Further, according to Mr Blows, the meeting to which guests included representatives of the United States of America and the United Kingdom, discussions were held also in terms of additional advancement to specifically EPIRBs – maritime beacons; such as the inclusion of Automated Identification System( AIS) and also the Return Link Service (RLS).
On this score, he said it was held that participating countries need to assess their readiness for the use of such beacons within their areas of responsibility. To this end, said Mr Blows, in certain instances legislation would need to be amended and operational procedures amended to accommodate such advancements.

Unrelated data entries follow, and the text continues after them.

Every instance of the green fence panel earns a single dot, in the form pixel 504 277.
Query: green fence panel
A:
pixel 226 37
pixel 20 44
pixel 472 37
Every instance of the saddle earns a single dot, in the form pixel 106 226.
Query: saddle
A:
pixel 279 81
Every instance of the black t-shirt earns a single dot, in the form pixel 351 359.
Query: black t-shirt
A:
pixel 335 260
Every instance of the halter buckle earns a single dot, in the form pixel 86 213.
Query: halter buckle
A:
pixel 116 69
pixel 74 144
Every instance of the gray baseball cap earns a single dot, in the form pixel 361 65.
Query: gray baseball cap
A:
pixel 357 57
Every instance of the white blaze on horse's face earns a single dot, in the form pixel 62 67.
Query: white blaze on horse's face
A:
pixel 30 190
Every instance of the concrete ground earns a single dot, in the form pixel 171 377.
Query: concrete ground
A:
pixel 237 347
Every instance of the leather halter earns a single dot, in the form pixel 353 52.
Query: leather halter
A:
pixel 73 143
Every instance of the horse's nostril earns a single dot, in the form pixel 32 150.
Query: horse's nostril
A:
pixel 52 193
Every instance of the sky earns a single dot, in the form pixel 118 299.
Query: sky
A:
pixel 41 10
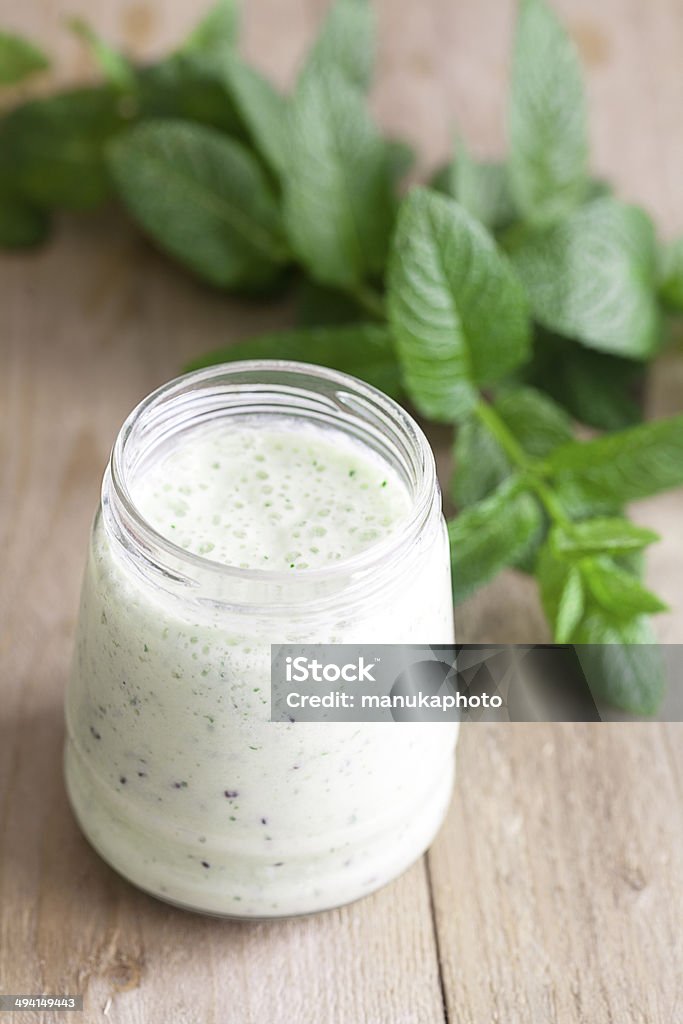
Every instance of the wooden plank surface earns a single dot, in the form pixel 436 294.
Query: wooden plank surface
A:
pixel 554 891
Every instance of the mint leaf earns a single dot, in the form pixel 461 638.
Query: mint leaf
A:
pixel 608 536
pixel 216 35
pixel 458 312
pixel 671 274
pixel 117 70
pixel 537 422
pixel 361 349
pixel 400 158
pixel 617 591
pixel 19 58
pixel 538 425
pixel 622 663
pixel 481 186
pixel 480 463
pixel 203 199
pixel 592 278
pixel 338 204
pixel 346 42
pixel 322 306
pixel 547 118
pixel 489 536
pixel 185 86
pixel 561 596
pixel 599 390
pixel 624 466
pixel 262 109
pixel 52 150
pixel 20 224
pixel 569 607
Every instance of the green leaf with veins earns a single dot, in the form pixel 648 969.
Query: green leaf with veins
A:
pixel 361 349
pixel 671 274
pixel 622 662
pixel 594 537
pixel 616 591
pixel 184 86
pixel 19 58
pixel 569 606
pixel 598 389
pixel 338 202
pixel 481 186
pixel 216 35
pixel 458 312
pixel 538 425
pixel 400 158
pixel 117 70
pixel 346 42
pixel 547 118
pixel 262 109
pixel 591 278
pixel 322 306
pixel 51 151
pixel 491 535
pixel 204 199
pixel 622 467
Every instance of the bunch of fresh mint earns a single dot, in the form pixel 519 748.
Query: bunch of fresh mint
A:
pixel 511 299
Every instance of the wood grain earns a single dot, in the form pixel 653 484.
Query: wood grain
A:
pixel 554 891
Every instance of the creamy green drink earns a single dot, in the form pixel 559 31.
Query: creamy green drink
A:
pixel 233 531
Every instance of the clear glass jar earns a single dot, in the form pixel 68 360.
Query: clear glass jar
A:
pixel 174 770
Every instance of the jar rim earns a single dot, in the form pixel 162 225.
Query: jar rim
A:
pixel 168 554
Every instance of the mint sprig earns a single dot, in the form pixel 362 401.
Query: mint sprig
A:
pixel 513 299
pixel 19 58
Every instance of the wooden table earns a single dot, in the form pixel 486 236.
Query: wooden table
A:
pixel 553 893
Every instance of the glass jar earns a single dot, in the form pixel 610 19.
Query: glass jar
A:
pixel 174 770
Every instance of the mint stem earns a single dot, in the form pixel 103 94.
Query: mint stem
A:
pixel 371 301
pixel 520 460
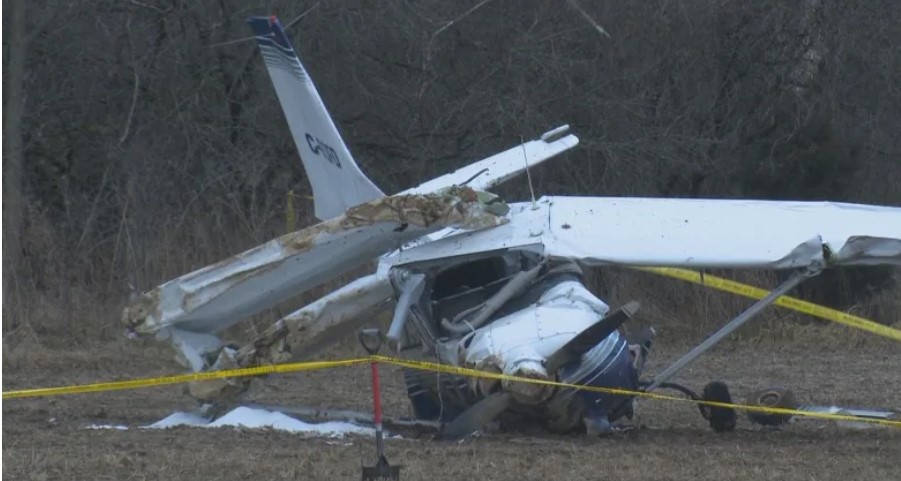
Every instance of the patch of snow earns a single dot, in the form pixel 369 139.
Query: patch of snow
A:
pixel 251 418
pixel 179 419
pixel 107 426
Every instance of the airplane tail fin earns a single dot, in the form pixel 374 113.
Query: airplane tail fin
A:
pixel 336 180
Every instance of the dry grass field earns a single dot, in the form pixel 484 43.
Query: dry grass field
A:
pixel 48 438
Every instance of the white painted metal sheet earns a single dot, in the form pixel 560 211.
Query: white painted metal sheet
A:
pixel 691 233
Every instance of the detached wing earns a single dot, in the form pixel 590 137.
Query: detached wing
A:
pixel 217 296
pixel 691 233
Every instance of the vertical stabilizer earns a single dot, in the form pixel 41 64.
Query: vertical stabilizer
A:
pixel 337 181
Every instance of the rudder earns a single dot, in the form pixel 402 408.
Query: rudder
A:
pixel 336 179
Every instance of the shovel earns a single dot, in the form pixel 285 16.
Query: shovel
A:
pixel 371 339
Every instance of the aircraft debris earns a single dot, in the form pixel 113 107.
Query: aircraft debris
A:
pixel 477 282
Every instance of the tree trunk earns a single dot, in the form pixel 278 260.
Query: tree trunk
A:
pixel 13 110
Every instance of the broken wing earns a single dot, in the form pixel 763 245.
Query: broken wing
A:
pixel 692 233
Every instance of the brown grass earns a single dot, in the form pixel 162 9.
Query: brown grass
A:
pixel 44 438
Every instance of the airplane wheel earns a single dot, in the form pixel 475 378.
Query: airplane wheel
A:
pixel 772 397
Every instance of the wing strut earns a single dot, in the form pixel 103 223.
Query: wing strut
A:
pixel 734 324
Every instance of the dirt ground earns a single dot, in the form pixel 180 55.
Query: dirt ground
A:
pixel 47 438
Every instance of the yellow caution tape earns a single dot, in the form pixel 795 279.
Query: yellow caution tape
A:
pixel 421 365
pixel 462 371
pixel 783 301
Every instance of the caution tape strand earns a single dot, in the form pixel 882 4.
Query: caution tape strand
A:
pixel 419 365
pixel 793 303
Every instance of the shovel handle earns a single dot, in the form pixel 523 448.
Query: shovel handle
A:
pixel 376 395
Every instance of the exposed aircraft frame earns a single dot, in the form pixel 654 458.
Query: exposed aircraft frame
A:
pixel 534 317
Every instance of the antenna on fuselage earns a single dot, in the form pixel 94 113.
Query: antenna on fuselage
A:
pixel 525 158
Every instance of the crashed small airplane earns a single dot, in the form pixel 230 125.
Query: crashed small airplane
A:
pixel 481 283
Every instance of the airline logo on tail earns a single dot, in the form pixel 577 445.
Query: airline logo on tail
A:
pixel 337 182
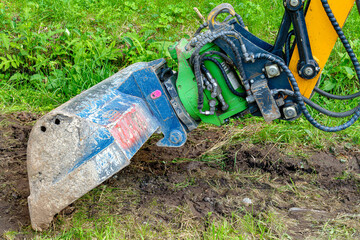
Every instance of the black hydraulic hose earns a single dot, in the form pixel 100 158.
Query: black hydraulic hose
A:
pixel 300 99
pixel 238 63
pixel 319 108
pixel 329 95
pixel 228 83
pixel 198 77
pixel 342 37
pixel 228 60
pixel 240 20
pixel 224 56
pixel 202 26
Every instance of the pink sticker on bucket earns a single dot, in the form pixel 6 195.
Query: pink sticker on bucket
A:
pixel 156 94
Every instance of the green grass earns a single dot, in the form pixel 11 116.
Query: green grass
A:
pixel 51 51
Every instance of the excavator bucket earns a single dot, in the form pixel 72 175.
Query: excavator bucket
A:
pixel 85 141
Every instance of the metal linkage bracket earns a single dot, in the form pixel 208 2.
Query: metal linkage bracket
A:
pixel 265 100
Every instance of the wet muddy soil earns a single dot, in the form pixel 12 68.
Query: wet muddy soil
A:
pixel 316 186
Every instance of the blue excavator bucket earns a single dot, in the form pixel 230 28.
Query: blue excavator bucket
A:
pixel 85 141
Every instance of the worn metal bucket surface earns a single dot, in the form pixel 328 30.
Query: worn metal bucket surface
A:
pixel 85 141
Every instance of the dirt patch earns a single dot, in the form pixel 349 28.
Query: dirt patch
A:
pixel 304 190
pixel 14 187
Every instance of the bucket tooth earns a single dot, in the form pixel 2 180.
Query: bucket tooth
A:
pixel 85 141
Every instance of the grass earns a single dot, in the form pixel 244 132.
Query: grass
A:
pixel 51 51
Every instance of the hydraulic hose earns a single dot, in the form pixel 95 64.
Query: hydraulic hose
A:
pixel 287 46
pixel 329 95
pixel 227 80
pixel 300 99
pixel 318 107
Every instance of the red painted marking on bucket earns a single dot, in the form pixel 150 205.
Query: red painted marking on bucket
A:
pixel 129 128
pixel 156 94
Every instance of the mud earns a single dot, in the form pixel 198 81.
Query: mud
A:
pixel 285 184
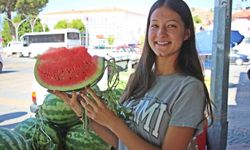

On the critical role the country plays in the COSPAS SARSAT Programme block, Mr Blows said: “With South Africa serving 14 countries within our Data Region, we are required to test communications with these countries on a regular basis.
“However, for many years several of our regional partners often did not respond to these tests of which the results are communicated to the COSPAS SARSAT programme, resulting in the region seeming like a very poorly covered area. To change the perception and because of new technologies such as WhatsApp messaging etc becoming very common, South Africa tested the communications via various platforms and as result our response rate now sits at above 85% compared to previous years lows of 50%.
“The critical importance to note here is that, if and when we are alerted of any distress situations related to beacon activation with the countries we support we now have a far better chance of actually being able to pass along the information to the authorities with those countries for them to render assistance as necessary.
“This initiative by South Africa has been commended by the COSPAS SARSAT programme and was even mentioned and thought to be an excellent use of technology when discussed at a previous meeting of the IMO NCSR meeting.
“These matters will be discussed at length within the South African Search and Rescue forum over the coming weeks and a final position will be communicated via the relevant means. As things develop with our MEOSAR system and any new system and beacon development we will try and keep the users in the air and maritime environments informed,” said Mr Blows.